Habituation of the visually evoked potential and its vascular response:: Implications for neurovascular coupling in the healthy adult

In the human, visually evoked potentials (VEP) and cerebral oxygenation changes, as measured by near-infrared spectroscopy (NIRS), are assessed to elucidate the relation between electrophysiological and vascular responses to a checkerboard stimulus reversing at 3 Hz. Habituation of either response is analysed on two time scales. Within the 1-min stimulation period we find a decrease in P100N135-component amplitude, closely coupled to a decrease in the amplitude of the oxygenation parameters (concentration changes in oxygenated and deoxygenated haemoglobin, [oxy-Hb] and [deoxy-Hb]). The N75P100-component amplitude exhibits a different behaviour along the 1-min stimulation period. An initial increase is overridden by an overall decrease, the latter not reaching statistical significance. The analysis across the 13 successive stimulation blocks separated by resting periods of equal duration yields a trend for an decrease in the VEP-components' amplitude, not reflected in the vascular response. When calculating a ratio between the amplitude of the P100N135-component and the concentration changes in the haemoglobins a "coupling index" of a 0.2 muM decrease in [deoxy-Hb] and an increase of 0.6 muM in [oxy-Hb] is found per 1 muV increase in VEP-component amplitude. The ratio is the same irrespective of its assessment from the difference stimulation/rest or from the habituation effect, i.e., the difference between the amplitudes at the beginning and towards the end of the stimulation period.
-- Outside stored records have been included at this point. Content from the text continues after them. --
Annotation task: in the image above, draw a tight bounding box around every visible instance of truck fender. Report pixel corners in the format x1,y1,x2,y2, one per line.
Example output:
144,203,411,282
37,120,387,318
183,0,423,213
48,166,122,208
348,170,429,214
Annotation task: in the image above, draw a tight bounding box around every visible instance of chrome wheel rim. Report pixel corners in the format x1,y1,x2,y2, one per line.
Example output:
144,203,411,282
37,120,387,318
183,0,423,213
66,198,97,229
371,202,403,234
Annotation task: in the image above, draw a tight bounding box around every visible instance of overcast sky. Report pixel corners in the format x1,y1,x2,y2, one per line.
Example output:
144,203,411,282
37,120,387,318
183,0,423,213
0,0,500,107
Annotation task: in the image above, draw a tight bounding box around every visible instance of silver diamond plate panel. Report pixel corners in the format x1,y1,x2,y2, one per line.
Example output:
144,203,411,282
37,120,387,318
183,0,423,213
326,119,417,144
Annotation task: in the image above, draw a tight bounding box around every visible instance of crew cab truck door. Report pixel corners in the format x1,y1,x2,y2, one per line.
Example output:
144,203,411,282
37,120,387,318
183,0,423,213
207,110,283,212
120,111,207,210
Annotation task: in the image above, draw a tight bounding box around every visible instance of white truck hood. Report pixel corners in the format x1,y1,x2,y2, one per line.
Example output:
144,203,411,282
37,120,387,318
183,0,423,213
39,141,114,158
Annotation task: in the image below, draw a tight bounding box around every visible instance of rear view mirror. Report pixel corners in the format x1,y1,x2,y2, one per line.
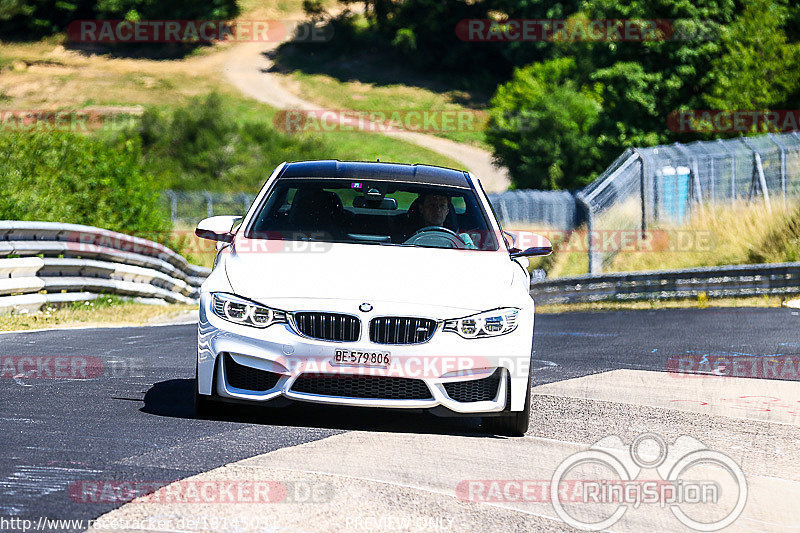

Although supporting the notion that the coupling between neuronal activation and the vascular response exhibits linear aspects, our findings cannot be taken as a proof of such a linearity across all brain regions and activation types. On the contrary, tentatively calculating a coupling index for the data assessed in the visual system, we intend to stress the necessity to assess both neuronal and vascular response to allow for a comparison between different systems and conditions in whom neurovascular coupling is expected to be altered.